Handbook for PhD Students

This PhD Handbook serves a dual purpose: it defines the research methodology of our group and gives general advice to students, and it sets out standards and processes which all students in the group are expected to strive for.

Feedback direct link

One of the most important functions I provide to you is feedback on your ideas, methods, results, writing, etc. Consider the following:

  • If you want to discuss a technical idea at a meeting with me, it can be very helpful if you send me a write-up of your idea prior to our meeting so I can take the time and prepare. At least try to think of an organised presentation of your idea on the whiteboard for the meeting, so I can follow step by step.
  • If I give you written feedback on a document you prepared, please take the feedback seriously. You should assume that when you send me your next draft, I will check whether and how you addressed my comments. Give your reasons if you decided not to address a more major comment.
  • Feedback is a two-way conversation. You should actively ask questions rather than just passively receive feedback. If my feedback doesn't address a particular point that is important to you, then you should always feel free to ask for more feedback on specific points.

Important: If you send me an updated draft, please also send me the diff from the last draft. Use latexdiff.
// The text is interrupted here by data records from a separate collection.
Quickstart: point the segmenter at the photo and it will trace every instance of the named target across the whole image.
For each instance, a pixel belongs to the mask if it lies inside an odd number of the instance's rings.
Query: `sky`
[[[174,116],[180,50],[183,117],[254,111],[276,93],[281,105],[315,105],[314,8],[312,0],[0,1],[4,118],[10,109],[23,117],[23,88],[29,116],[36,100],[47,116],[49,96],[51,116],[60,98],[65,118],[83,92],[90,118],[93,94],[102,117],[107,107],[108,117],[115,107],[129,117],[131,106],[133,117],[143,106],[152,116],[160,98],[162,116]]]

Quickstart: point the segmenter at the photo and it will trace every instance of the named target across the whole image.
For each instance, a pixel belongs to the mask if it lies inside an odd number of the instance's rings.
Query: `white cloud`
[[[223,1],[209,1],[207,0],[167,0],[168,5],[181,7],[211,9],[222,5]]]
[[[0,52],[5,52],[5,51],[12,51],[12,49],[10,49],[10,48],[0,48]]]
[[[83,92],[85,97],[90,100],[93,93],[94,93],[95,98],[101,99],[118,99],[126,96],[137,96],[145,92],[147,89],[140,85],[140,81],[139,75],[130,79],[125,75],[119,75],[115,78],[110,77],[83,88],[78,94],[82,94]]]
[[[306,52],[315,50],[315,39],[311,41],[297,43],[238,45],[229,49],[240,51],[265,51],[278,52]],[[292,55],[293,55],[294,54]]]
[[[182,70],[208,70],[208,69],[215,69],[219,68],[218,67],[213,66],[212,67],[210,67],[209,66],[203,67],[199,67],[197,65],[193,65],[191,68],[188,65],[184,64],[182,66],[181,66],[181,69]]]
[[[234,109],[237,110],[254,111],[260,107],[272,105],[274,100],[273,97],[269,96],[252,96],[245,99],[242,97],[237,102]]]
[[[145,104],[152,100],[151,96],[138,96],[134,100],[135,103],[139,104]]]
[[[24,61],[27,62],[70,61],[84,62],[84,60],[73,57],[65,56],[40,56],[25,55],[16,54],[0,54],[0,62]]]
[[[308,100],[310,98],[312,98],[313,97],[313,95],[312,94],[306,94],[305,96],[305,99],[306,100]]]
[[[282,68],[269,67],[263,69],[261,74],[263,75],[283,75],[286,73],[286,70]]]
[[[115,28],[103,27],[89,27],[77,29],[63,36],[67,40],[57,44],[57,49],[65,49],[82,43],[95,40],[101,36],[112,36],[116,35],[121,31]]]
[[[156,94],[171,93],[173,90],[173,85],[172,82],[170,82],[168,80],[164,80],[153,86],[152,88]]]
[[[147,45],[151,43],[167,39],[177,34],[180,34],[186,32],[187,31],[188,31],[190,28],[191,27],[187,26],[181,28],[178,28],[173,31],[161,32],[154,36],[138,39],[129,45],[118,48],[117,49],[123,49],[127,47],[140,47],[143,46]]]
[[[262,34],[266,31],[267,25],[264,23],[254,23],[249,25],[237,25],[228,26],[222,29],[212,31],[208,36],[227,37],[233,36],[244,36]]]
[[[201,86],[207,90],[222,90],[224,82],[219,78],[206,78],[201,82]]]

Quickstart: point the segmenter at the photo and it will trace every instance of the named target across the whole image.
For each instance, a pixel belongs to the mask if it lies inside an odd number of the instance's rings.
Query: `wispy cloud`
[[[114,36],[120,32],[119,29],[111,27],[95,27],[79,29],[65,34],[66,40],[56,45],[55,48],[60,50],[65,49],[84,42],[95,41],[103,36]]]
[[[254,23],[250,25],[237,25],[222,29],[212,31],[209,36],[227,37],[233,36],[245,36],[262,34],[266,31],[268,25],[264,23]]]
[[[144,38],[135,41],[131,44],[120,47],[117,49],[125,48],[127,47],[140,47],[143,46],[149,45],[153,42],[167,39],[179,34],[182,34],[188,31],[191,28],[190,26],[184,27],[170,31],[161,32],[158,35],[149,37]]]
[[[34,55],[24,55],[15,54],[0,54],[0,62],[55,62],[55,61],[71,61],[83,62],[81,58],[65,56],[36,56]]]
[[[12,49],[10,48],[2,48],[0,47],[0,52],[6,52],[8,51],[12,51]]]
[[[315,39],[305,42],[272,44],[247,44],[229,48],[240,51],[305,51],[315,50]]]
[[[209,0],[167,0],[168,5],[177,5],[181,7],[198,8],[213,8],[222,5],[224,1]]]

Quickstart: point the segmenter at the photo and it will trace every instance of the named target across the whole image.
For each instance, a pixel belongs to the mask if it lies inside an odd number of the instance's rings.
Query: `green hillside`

It is a good idea to actively seek feedback from peers and experienced academics. Have an open attitude towards feedback rather than be defensive. This does not mean that you have to accept unfounded criticism or that you have to change your ideas and methods if you disagree with the feedback. However, think carefully about any feedback you get, and whether you may in fact want to change aspects in your work to address the feedback. This may mean extra work, but the resulting improvements can make the difference between an accepted and rejected paper.